Geßner lässt Hillerheide jubeln

RECKLINGHAUSEN Zum Abschluss der Hinrunde hat Fußball-Bezirksligist FC/JS Hillerheide einen 1:0 (0:0)-Erfolg im Kellerduell gegen Schwarz-Weiß Röllinghausen gefeiert.

Während Röllinghausen niedergeschlagen ist, feiert Michell Kasbrink den Hillerheider Derbysieg. Foto: Meike Holz

„Wir wollten vermeiden, auf einen Abstiegsplatz abzurutschen“, erklärte FC/JS-Kapitän  Julian  Michalski. Das gelang. In der Gefahrenzone bleibt hingegen die Elf von Frank Fuhrmann und Daniel Konert.
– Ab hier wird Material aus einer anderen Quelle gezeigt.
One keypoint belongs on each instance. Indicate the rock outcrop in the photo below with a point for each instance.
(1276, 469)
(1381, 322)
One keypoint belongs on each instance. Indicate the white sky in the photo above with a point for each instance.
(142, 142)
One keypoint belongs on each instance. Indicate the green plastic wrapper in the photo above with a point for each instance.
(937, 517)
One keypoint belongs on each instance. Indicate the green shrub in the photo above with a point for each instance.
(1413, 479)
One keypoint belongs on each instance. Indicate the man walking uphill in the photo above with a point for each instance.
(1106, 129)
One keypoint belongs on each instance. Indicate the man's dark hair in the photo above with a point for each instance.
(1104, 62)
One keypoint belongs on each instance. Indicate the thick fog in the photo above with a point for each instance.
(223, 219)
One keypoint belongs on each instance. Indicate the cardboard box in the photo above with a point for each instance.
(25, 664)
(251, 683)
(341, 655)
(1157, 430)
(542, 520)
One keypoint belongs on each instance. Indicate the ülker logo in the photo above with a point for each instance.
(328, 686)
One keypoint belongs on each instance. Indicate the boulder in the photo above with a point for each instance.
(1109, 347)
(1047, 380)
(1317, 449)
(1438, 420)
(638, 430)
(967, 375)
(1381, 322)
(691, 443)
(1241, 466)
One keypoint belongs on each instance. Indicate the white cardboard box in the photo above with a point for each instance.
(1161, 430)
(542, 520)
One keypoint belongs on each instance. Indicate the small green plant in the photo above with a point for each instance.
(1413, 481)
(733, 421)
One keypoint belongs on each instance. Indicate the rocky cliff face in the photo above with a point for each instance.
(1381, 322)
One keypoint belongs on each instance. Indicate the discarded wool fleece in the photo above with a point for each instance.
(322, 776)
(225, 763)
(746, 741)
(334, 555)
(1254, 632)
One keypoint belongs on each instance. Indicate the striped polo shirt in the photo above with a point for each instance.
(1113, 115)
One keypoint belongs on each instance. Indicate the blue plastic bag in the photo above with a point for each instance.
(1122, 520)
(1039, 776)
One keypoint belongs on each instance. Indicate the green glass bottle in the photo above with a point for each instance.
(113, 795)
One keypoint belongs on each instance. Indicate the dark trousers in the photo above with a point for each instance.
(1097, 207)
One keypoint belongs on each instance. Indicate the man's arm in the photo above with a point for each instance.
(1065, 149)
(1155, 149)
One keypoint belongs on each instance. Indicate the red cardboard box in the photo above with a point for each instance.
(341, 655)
Auf sechs Punkte vergrößerte sich durch die Niederlage beim bisherigen Tabellennachbarn der Rückstand zum rettenden Ufer.

„Egal“, wiegelte Fuhrmann sogleich ab. „Sechs Punkte sind schnell aufgeholt.“ Beleg hierfür sei bisherige Bilanz: „Wir hatten vor wenigen Wochen erst drei Punkte“, so Fuhrmann, „jetzt sind‘s schon zehn.“

Gern hätten die Gäste am Sonntag die Abstiegssorgen ihres Ortsrivalen verschärft. „Wir hatten zwei, drei gute Chancen“, erkannte Fuhrmann zurecht. Kapital schlugen die Schwarz-Weißen daraus aber nicht. „Vieles war bei uns leider nur Stückwerk. Wir haben gar nicht zu unserem Spiel gefunden.“

Daran leisteten die Platzherren ihren Beitrag. Das Hillerheider Trainergespann hatte vor dem Kellerduell an kleinen Stellschrauben gedreht und umgestellt. „Die Jungs haben sich an die taktische Route gehalten“, lobt Such. „Wir wollten früh anlaufen und die junge Röllinghäuser Mannschaft aus dem Tritt bringen.“

Es blieb jedoch bei optischen Vorteilen, weil Bryan Guddatis (5., 29.) oder André Kostrzewa (31.) scheiterten. Nach dem Kabinengang lenkte SWR-Torhüter Jörg Eul einen Freistoß vom linken Strafraum-Eck über die Querlatte (54.).

Fünf Minuten später hatte Röllinghausen auf der Gegenseite Pech, dass Nico Isenbort den Ball aus kurzer Distanz neben das Tor von Michel Schnell setzte. Frank Fuhrmann atmete tief durch: „Ich habe immer gesagt, wer das erste Tor macht, gewinnt das Spiel.“

Er sollte recht behalten, hätte aber lieber die Schwarz-Weißen auf Erfolgskurs gesehen. Zum Röllinghäuser Spielverderber wurde Alexander Geßner, der später die Gelb-Rote Karte sah, mit einer direkt verwandelten Ecke (66.).

Die Führung stand auf einem wackligen Fundament. „Wir mussten zittern“, bekannte Such. Fabian Mackowiak (70.) oder Pascal Dorawa (82.) hatte den Ausgleich auf dem Fuß. „Es kam einfach zu wenig. Das ist bitter“, haderte Fuhrmann hinterher, während die Heider Fußballer den Derbysieg feierten.